Wednesday, May 11, 2011

Enamorada

I fell a little in love with Pablo Picasso in Malaga. The last time he ever visited his birthplace was at 19 but they still claim him as their own and the museum there is a beautiful collection of his work. I was mesmerized. Some of his works are like Sesame Street cartoons- comical with eyes too big for their faces and their bodies in a jumble- a puzzle for the mind to put together. I can imagine the woman bather tangled up in a wave is me when I was thrown into the pebbles and shells at the Malaga beach by a large wave- my top coming off and then me frantically putting it back in place- long limbs and wide eyes. A mess.
Then some are so gripping and stirring that they disturb the core of one's expectations. Something hurt responded to the daggers in his paintings and I felt like that was beautiful- art is meant to be relatable and I related. I think the anti-conformist and anti-academic nature of his work is so liberating. I love the idea that beauty does not have to be conventional and not what the infamous they declares it to be. Beauty is not always definable. It is like life. It's multifaceted with layers and complications and not all its works are pleasing ascetically but it's still art. It has its own beauty even if you can't discover it at first glance- like the bather. And sometimes you do see it- it is subtle like the romantic woman with the melancholy eyes whose body becomes an outline and fades out into lines- strokes- space. It doesn't look like he had a plan but the end result is stunning.

Someone wrote me asking what the next plan is for me- after the play I was in- and I thought of all the ways I could answer- I could have written that I have another part- a real part this time- it's small but she's a character with a backbone and I want to play her- but that's not a plan- it's just a part. I could have written that I'm here till the end of June with a break most likely in the States and then back here to Madrid again. But that's not a plan either. It's just the progression of my life at the moment. So really, it comes down to that- my life is being lived in the present and all plans are hypothetical, theoretical, slightly crazy and mostly just dreams.
Sometimes I think I'm much like that woman in the wave- tied up in knots- and I have to remind myself that that too is a story. It's okay to be a jumble. It's okay to be a puzzle. And then sometimes I think I'm the melancholy woman who can't quite find her body behind all the lines and that's okay too. Each moment is a picture; a work of art in the story that is life.

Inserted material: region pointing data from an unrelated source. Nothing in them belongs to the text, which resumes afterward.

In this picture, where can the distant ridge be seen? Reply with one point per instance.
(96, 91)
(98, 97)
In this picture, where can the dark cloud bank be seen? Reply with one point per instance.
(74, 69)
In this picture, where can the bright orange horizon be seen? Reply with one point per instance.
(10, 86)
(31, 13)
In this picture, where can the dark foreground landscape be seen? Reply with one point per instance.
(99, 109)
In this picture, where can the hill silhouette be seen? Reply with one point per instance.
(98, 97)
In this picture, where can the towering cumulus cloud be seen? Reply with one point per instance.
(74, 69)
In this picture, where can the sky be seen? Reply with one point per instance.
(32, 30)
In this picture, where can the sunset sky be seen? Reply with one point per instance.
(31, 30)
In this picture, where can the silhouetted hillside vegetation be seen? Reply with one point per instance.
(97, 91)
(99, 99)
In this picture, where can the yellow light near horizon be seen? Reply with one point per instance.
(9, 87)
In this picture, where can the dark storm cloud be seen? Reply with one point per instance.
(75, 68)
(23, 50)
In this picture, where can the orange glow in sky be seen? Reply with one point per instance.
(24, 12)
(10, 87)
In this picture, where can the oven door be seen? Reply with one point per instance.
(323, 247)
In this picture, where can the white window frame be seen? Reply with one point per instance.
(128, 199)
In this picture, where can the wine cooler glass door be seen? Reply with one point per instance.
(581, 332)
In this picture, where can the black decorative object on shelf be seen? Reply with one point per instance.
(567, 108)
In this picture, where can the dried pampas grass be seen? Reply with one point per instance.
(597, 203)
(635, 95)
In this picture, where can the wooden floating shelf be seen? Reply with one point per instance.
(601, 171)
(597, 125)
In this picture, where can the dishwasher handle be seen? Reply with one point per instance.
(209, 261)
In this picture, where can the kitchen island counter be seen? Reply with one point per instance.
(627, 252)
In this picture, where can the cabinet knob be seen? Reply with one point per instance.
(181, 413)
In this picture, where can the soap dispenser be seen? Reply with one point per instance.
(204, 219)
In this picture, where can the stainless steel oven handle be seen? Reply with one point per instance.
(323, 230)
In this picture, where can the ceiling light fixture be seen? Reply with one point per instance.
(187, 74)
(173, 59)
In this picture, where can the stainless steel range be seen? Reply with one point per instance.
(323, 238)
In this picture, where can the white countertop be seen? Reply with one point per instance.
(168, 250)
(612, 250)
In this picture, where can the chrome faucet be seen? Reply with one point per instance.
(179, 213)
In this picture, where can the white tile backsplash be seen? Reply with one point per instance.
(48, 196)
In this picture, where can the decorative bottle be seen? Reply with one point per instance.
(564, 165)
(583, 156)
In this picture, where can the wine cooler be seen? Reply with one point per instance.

If perfection is relative does that make it impossible? Perhaps but impossible in a hopeful way- in a way that there is no joy in pursuing the unobtainable. Go for what brings you joy- God and love and life. And the result can be what it was meant to be without a grid and without carefully met expectations. That is not to say there is no planning and no buying some paint and canvas but it's not always what you think it need be. That's what I was reminded of in the museum in Malaga. And that's why I fell a little in love with Picasso- for telling me everything I feel and putting into a painting for me.

1 comment:

  1. Such a beautiful post. It made me smile and it made me cry. Thank you Claire!